No Flight Risks
When to fly
This is the first and most important part of any successful long-haul adventure. Depending on the age of your child, an overnight flight (otherwise known as a “red eye”) when traveling from west to east can be either a huge success or a total disaster. Babies generally do well, as they can sleep easily regardless of position and airplane movement, whereas older children have a harder time missing a proper night’s sleep. If you have the luxury of time, definitely opt for a day flight whenever possible. Flights leaving major east coast cities bound for Europe depart at approximately 8 a.m. and land at 8 p.m. – just in time for supper and a good night’s sleep. You may never have considered “wasting” a whole day on an airplane before having kids, but trust me when I say this is a great investment in the overall tone of your trip and happiness of your travelers.
Dealing with jet lag
If you do opt for an overnight flight, then it is best to hit the ground running and get as much natural light as possible on your first day. Start resetting children’s internal clocks three days prior to departure by adjusting bedtimes (earlier when traveling eastward), and keep everyone well-fed and hydrated to fend off jet lag. When heading west, make sure to get plenty of exposure to natural light later in the day in order to keep kids awake longer. Regardless of direction, opt for carb-laden foods in flight, since they tend to induce sleep. Resources such as Virgin Atlantic’s Jet Lag Fighter app ($1.99 on iTunes) is full of handy tips for getting the family on local time. As a general rule, allow for one day per time zone crossed for a total jet lag recovery. For even more help, check out Babble’s tips for keeping your child on schedule while traveling.
Finding the right flight
From both a cost- and sanity-saving standpoint, you’ll want to fly at off-peak times whenever possible. Flights to Europe double in price during the busy summer months, while bargains abound in winter. Search sites such as CheapFlights for last-minute deals and comparisons of everything from the airlines and other aggregators (you’ll find American Airlines, JetBlue, Expedia, and Orbitz all in one place). Two other sites to search for deals – TravelZoo and Kayak – both offer a wide array of affordable flight options.

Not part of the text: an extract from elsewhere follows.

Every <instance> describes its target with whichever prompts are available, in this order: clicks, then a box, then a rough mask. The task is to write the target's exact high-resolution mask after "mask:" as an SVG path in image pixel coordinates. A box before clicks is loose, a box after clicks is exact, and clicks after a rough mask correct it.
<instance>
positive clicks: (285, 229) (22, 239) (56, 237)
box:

Be flexible regarding alternate airports (London’s Gatwick works just as well as Heathrow and is often more manageable) and travel days (Tuesday-Thursday are the cheapest and least crowded travel days). Try to book early for savings and consider discount airlines where possible. In addition, search individual airline sites for last-minute deals as most are trying to compete directly with lower-cost carriers, which translates into savings for you.
When booking flights, consult with your carrier to secure the kind of seating that will work best for your family. Many airplanes offer bassinet seating in the bulkhead area of the plane that will fit babies up to 20 pounds. However, bear in mind that if you sit in the bulkhead, you will not be able to store any of your personal belongings under a seat. So this option may not work as well for those with older kids who will want access to carry-on luggage during the flight. SeatGuru is an excellent resource for info on legroom, aircraft configuration, meals, and other in-flight amenities.
And finally, when traveling on any long-haul flight, always pack a change of clothes – for you and for baby. It’s Murphy’s Law: something will be spilled, dripped, or spat upon, and a night flight to Europe can feel like an eternity in soggy, smelly clothes.